Charge-Neutral Electron Beam Powder Bed Fusion of Niobium Alloys for Aerospace Applications

Electron beam powder bed fusion (EB-PBF) additive manufacturing is an appealing option for producing parts using challenging alloys. Since EB-PBF takes place under a hard vacuum the process is inherently clean and repeatable. Challenges associated with electrical charging of the powder bed have been overcome by introducing a small amount of positively charge ions into the chamber, dramatically reducing the odds of “smoking” the powder and increasing the recyclability and ease of machine turnover. This work presents an overview of using charge-neutral EB-PBF to print C103 (Nb-10Hf-1Ti) and a detailed characterization of the printed material. The material microstructure, surface roughness, and geometric accuracy for several key features of interest will be presented. The results show that while EB-PBF is a highly promising method for producing near net-shape components, careful consideration of the material structure and operating environment must be made during the design and production process.
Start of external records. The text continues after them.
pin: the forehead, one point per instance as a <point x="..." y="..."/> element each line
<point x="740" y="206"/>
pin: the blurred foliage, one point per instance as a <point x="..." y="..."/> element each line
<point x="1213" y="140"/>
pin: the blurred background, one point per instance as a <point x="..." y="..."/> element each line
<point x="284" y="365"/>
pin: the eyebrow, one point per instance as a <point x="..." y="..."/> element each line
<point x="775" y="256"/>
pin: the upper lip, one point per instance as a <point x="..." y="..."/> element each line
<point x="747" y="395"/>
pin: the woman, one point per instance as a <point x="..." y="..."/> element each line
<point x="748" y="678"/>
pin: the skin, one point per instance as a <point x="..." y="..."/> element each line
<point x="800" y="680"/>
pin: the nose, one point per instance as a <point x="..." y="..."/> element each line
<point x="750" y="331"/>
Jesse G. Callanan, PhD, is an Applications Engineer in the Additive Manufacturing Group at EWI located in Buffalo, NY. He specializes in powder-based additive manufacturing methods including powder bed fusion and blown powder deposition with both laser and electron beam energy sources. Jesse received his PhD in Aerospace Engineering from the University at Buffalo in 2022 with a research focus on multi-physics vibration control and structural dynamics. Prior to joining EWI he was a postdoc and staff scientist at Los Alamos National Laboratory, working on high strain-rate strength of additive materials and novel alloys.